Trag das Feuer weiter von Leïla Slimani

Von Leila Slimani habe ich schon mehrere Bücher mit Begeisterung gelesen, etwa "Dann schlaf auch du" oder "Sex und Lügen" und ich schätze die Autorin für ihre Erzählkunst und ihr Vermitteln zwischen den Kulturen sehr.

So habe ich mich auch sehr auf "Trag das Feuer weiter" gefreut.

Dieses Buch hat mich aber nicht so packen können wie ihre anderen Werke, für mich sind die Figuren zu blass geblieben und es hat lange gedauert, bis sich eine für mich interessante Handlung entwickeln konnte.

Dazu muss ich allerdings sagen, dass ich in diesem Fall leider die beiden Vorgängerwerke "Das Land der anderen" und "Schaut, wie wir tanzen" noch nicht gelesen habe, da ich dachte, dieses Buch wäre auch als eigenständiges Werk lesbar.

Das ist es wohl grundsätzlich auch so. Wenn ich mir aber die begeisterten Bewertungen derer ansehe, die alle drei Bücher gelesen habe, dann schließe ich daraus, dass die Lektüre dieses Buches sehr davon profitiert, die Vorgängerbände zu kennen.
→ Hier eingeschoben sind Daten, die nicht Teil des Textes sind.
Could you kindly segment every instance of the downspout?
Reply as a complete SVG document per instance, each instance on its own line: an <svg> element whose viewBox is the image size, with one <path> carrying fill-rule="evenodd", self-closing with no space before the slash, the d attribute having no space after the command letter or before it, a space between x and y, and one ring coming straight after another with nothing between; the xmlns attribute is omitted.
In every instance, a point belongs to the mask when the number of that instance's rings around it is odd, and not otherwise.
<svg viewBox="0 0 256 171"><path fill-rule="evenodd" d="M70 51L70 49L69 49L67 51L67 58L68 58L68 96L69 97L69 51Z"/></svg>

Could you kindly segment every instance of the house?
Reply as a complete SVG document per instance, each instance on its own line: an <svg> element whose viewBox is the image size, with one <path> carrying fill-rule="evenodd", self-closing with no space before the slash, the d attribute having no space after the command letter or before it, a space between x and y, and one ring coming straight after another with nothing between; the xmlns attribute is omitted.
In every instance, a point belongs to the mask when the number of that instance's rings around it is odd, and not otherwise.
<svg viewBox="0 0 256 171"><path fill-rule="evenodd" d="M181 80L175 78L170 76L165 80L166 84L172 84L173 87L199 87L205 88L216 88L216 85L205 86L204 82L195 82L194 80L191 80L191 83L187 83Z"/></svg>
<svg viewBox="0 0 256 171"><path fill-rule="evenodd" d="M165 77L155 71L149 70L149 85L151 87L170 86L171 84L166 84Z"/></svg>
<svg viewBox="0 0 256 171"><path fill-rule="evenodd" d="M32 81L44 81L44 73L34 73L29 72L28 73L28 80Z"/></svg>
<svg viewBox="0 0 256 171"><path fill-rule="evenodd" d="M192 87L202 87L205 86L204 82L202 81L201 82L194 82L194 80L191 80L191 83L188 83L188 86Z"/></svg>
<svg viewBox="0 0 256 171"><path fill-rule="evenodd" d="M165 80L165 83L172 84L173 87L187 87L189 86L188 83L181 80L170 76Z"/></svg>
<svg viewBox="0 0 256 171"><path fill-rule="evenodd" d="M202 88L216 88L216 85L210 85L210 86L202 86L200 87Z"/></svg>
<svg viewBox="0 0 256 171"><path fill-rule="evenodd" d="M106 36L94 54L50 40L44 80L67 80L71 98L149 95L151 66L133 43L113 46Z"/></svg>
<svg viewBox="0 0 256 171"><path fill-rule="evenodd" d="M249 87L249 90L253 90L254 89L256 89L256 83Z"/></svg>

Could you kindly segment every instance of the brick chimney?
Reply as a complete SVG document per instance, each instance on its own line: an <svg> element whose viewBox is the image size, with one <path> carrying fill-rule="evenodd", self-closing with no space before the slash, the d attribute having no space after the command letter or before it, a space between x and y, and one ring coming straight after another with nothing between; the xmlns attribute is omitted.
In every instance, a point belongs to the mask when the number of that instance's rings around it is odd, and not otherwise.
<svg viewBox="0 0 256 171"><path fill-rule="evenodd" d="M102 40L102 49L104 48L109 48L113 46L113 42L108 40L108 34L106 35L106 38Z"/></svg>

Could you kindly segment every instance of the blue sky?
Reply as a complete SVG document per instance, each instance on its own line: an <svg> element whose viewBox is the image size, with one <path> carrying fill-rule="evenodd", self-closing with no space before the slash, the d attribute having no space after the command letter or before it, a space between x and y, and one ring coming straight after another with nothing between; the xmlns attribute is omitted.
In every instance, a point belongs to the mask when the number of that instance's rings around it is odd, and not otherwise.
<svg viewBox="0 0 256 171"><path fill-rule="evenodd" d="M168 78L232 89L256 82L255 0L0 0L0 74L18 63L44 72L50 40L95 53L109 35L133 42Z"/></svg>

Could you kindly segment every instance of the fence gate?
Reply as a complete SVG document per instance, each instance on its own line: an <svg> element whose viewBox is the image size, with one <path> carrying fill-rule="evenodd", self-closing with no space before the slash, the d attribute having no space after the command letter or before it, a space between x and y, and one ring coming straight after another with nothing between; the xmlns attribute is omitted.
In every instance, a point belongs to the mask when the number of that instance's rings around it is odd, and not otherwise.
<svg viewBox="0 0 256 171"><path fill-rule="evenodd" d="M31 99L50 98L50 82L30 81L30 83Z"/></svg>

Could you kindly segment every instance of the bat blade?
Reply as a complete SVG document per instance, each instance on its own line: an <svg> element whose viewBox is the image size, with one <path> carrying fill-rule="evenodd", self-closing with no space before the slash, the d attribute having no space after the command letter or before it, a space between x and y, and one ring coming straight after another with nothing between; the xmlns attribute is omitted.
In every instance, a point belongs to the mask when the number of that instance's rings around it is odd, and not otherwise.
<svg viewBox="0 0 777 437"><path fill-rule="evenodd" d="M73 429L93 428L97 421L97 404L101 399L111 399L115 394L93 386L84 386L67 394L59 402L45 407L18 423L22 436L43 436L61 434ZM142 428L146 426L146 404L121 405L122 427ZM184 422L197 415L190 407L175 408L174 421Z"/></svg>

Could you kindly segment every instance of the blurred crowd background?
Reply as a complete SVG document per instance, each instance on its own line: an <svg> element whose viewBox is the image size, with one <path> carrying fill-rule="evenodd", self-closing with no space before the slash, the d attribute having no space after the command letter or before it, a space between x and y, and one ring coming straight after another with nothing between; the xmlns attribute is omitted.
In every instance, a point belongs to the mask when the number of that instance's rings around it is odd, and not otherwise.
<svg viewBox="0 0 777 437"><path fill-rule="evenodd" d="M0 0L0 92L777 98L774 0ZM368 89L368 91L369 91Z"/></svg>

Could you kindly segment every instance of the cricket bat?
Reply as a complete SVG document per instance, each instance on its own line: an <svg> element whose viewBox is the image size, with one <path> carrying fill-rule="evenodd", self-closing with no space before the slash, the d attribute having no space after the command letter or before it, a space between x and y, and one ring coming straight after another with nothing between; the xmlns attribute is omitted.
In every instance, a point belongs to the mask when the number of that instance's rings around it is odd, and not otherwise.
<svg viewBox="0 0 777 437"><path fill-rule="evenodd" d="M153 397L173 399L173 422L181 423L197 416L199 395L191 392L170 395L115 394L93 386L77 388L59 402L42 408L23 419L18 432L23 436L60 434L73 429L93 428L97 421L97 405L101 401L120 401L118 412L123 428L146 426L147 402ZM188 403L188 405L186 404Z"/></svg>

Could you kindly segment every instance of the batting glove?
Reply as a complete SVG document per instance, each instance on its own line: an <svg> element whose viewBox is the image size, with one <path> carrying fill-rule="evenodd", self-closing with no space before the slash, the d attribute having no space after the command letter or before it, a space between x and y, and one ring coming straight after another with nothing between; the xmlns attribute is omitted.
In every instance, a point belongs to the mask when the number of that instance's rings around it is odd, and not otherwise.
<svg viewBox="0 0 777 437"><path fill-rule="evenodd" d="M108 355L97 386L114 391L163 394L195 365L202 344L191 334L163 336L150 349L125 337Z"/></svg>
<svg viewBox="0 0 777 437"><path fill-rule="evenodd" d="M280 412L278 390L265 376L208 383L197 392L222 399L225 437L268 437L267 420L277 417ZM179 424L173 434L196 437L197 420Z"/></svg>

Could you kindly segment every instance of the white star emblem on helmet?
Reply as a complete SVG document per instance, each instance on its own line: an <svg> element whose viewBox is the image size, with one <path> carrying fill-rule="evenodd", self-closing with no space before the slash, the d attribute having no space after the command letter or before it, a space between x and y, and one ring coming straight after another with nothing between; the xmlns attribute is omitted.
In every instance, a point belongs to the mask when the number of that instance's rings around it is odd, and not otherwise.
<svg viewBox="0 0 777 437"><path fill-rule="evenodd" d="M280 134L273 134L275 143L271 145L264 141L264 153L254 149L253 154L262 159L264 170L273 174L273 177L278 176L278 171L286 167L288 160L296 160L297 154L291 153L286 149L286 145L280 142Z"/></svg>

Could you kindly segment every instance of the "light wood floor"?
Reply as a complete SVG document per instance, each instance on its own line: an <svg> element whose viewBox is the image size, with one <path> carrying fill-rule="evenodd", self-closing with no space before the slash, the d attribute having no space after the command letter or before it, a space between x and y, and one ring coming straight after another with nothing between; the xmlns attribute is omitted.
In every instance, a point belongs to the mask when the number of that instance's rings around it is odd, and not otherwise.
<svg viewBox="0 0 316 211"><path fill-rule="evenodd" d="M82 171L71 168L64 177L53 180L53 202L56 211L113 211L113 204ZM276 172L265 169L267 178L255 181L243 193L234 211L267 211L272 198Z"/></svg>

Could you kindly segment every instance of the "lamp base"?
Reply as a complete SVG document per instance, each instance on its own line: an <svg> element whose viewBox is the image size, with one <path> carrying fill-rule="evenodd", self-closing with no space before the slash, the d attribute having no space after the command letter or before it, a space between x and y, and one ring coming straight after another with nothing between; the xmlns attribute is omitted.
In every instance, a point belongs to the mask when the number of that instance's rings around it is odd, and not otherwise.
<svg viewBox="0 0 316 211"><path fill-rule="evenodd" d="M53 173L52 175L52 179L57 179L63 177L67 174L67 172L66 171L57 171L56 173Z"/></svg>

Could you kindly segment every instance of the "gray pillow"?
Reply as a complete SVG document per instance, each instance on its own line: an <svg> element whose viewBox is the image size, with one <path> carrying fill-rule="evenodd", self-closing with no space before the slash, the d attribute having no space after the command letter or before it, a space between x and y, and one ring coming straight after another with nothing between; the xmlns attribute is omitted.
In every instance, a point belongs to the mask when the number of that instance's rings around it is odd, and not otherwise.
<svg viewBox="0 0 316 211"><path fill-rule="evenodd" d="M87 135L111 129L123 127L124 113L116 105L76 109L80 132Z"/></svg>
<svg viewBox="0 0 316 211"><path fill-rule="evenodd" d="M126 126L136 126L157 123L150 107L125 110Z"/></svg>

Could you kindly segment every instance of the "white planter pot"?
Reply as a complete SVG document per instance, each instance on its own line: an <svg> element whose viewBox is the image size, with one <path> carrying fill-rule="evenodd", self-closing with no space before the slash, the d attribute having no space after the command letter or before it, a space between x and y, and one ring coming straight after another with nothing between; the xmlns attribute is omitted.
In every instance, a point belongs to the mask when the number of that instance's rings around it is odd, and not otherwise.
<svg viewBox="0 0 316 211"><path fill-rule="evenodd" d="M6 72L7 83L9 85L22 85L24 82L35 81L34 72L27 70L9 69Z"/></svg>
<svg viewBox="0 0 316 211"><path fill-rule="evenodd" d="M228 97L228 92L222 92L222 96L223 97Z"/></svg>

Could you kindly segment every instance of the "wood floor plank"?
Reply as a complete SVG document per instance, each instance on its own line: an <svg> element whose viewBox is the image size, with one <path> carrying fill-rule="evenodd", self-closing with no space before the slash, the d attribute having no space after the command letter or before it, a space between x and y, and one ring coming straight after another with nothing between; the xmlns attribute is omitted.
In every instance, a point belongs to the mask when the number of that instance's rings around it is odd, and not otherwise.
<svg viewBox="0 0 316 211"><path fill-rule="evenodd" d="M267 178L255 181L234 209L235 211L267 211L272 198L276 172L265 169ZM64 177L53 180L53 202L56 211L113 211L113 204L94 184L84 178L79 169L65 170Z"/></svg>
Vermutlich wirken die Figuren dann ganz anders lebendig, weil das Gelesene sofort an viel Vorwissen in Bezug auf diese vielschichtige Familiengeschichte anschließen kann.

Meine Empfehlung ist also: lest zuerst die anderen beiden Werke der Trilogie, bevor ihr euch mit diesem hier beschäftigt.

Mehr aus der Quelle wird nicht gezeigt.